Parsing

Syntax analysis #

Our syntax analysis phase, or “parsing”, is basically a no-op in the current version. This is possible because, thanks to our stack having a “guard zero” at the bottom, there is really no such thing as a program with only valid tokens that is invalid syntax.

This makes it a very rare language indeed.

Since we are doing math in a specific order of operations, it would be easy to make this into a tree. Each leaf is a number, and each middle node is an operator.

This would then allow separating the evaluation from the actual parsing and determining order of operations. In this simple language it is extra work, but real compilers will mostly focus on manipulating and reading the structure of the Abstract Syntax Tree (Wikipedia) (AST) when creating their intermediate representation.

In order to save time and keep the code simple, let’s use the binarytree python library.
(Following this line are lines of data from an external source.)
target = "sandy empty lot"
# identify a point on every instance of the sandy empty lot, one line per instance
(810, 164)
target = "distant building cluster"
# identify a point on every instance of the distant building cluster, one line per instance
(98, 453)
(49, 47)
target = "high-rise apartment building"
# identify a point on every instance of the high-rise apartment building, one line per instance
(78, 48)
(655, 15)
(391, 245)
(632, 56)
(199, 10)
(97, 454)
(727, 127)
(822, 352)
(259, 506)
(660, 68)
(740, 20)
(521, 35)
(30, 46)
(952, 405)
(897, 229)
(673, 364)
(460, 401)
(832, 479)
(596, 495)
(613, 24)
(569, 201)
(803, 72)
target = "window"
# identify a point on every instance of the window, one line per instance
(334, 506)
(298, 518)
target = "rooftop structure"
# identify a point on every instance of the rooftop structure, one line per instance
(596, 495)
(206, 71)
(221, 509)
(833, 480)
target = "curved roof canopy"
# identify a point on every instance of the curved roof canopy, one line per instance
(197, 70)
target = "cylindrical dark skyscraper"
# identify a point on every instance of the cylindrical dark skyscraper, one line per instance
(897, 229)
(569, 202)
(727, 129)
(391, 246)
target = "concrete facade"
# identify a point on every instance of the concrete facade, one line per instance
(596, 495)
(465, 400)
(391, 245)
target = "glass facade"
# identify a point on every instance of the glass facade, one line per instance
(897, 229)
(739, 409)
I’m using version 6.5.1 for this exercise.

Once it’s installed, add this to the top:

1

from binarytree import Node

And then, re-write the main parsing loop to fold nodes together in a tree, rather than just doing the calculation:

 1
 2
 3
 4
 5
 6
 7
 8
 9
10
11
12
13
14
15
16
17
18
19
20
21
22


# requires package: binarytree==6.5.1
from binarytree import Node, get_parent

def parse_tokens(tokens):
    # parse, but now build a tree
    nodes = []
    for token in tokens:
        # decide what the token of the string is. there are several options
        # 1. is it a number? append in on the stack
        if token['kind'] == 'int':
            nodes.append(Node(token['value']))
        # 2. is it an operator? then put the last children into a tree with it
        elif token['kind'] == "op":
            left = nodes.pop()
            right = nodes.pop()
            nodes.append(Node(token['value'], left=left, right=right))
        # 3. otherwise it should be whitespace. there is no other token type
        elif token['kind'] != 'space':
            print(" " * token['pos'] + "^")
            print("internal error: unknown token")
            break
    return nodes

At this point, doing print(nodes[-1]) – the last generated expression – should print the entire tree (assuming the user correctly completed it).

> 2 3 +

  +
 / \
3   2

> 2 3 4 + *

    __*
   /   \
  +     2
 / \
4   3

Thus, we have completed the parsing stage.

From this point on, our program can stop worrying about tokens, or syntax errors in the file, and instead, focus on semantics – what does the program mean, and what instructions should we generate to execute it.